I was still paniced although slightly less now, but I was really disasociated with what was going on.
The veiw from my bed appeared like a TV screen with some ER drama unfloding on it. Scarey at times and even amusing at others.
I kept slipping in and out of being able to respond and understand what was happening even though I was really trying to.
I had pretty much zero concept of time.
I remember convulsing a bit and feeling like I could be sick or even that I should make myself sick.
I think I must have realised that I wasn't having a heart attack and started to calm down a little, enough for them to ask questions.
I told them about the space chocolate and pretty much from then on they told me I was 'having a bad trip on weed'.
Even at that point I was able to understand that was bullshit.
One minute I seemed to be ok, or at least aware then the next I dind't understand what was going on.
I remember at one point laughing hysterically at 2 junior doctors becasue they looked like guys from a TV show.
2 minutes later everything was completely different again... Floaty and surreal.
It basically wnet on like this for about 6-8 hours. My concept of time is still a little fucked up right now but from what my neighbour tells me that's about right.
Eventually I was calm enough for the ECG and discharged about an hour afterward.
I remember very little of the walk home with my neighbour and must have fallen asleep as soon as I hit the sofa.
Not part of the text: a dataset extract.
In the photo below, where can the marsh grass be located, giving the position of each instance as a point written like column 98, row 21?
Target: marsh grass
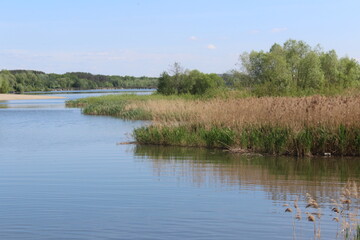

Has anyone experienced serotonin syndrome before? does this sound like that?
Please let me know.
I was still quite panicy earlier and still feel like I'm in a bit of a dream state or something.
Chest still feel not great but heartbeat has been normal. Still feel hot but not dangerously so.
Basically feel like I've been on a week long drug and booze binge or something right now haha, it's that same kind of feeling of missed moments and not being completely there.
Sorry for spelling, no spell check on here and I'm really straining with the effort of just typing this once so proofing it is out the window.